The University of Michigan-Flint's School of Nursing welcomed future caregivers to campus June 27-28 for the 2022 Future Nurses Camp. The two-day interactive summer camp, that showcased UM-Flint's nursing faculty, staff and facilities, was attended by area high school students who are considering a career in nursing. The event returned to downtown Flint after a two-year hiatus due to the COVID-19 pandemic.
The focus of the camp included three important goals for attendees, including: cultivating a passion for nursing; teaching basic life-saving interventions such as basic first aid, CPR, and Stop the Bleed; and preparing campers to respond to a variety of medical emergencies that they may encounter in their everyday lives.
"It was an incredible experience to show these campers what nursing and the School of Nursing are all about," said Monica Wielichowski, academic advisor for UM-Flint's School of Nursing. "We develop programs like these to help harness their enthusiasm and focus their excitement on the many opportunities available to them as future nursing students."
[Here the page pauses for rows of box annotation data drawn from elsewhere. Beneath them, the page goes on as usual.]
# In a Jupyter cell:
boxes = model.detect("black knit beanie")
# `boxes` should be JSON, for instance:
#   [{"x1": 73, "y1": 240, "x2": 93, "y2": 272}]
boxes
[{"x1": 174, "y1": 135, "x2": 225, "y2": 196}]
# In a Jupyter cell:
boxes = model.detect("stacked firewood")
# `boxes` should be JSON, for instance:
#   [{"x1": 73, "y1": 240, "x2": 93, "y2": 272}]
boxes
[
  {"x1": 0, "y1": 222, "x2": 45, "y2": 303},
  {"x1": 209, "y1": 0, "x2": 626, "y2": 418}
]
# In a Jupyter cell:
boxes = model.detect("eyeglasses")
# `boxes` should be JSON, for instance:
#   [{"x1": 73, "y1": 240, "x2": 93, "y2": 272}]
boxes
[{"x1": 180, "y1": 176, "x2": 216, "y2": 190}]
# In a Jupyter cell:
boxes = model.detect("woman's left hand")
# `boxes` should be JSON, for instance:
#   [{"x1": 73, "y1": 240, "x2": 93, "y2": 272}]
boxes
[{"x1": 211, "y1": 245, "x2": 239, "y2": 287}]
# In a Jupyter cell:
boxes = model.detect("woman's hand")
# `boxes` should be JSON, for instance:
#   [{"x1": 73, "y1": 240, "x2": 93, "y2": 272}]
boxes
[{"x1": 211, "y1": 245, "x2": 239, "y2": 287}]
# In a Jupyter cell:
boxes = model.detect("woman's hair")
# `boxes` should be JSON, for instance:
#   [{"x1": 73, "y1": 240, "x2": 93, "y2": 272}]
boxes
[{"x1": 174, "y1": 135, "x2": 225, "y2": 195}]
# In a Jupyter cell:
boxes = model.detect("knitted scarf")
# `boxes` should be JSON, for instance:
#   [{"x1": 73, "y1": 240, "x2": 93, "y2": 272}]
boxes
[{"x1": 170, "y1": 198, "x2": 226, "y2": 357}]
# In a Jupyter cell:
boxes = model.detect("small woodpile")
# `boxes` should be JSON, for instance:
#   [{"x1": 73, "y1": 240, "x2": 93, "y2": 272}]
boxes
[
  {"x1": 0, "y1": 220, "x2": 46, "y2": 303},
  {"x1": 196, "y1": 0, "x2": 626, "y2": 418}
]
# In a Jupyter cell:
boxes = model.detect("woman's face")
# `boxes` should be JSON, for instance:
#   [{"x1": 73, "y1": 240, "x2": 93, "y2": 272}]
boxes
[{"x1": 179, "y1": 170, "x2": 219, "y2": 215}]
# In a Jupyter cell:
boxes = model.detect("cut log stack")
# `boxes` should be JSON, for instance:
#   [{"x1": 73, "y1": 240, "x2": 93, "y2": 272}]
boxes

Day one of the program had campers split into two groups to participate in activities including an escape room and building-wide scavenger hunt, and workshops on topics such as alternative health options including aromatherapy and auricular therapy.
Day two of the camp had attendees behind the wheel of the university's state-of-the-art driving simulators, learning the importance of safe driving techniques and how to avoid distracted driving.
Divided into small groups, campers rotated through other activities including a virtual dementia tour that had the campers wearing thick oven mitts and dark goggles to simulate visual or motor impairments commonly experienced by patients with dementia. An introduction to the Nursing Anne training helped campers learn through experiences with common nursing scenarios. Discussions focused on high blood pressure and cholesterol levels helped put additional emphasis on potential health risks to campers and their families.
"We wanted the campers to get a realistic experience of what nursing is and what it can be," said Cynthia McCurren, dean of the School of Nursing. "Being able to go beyond the classroom by engaging them in active learning was the main goal of the program. I am very grateful for the efforts of faculty and staff who made this event such a tremendous success."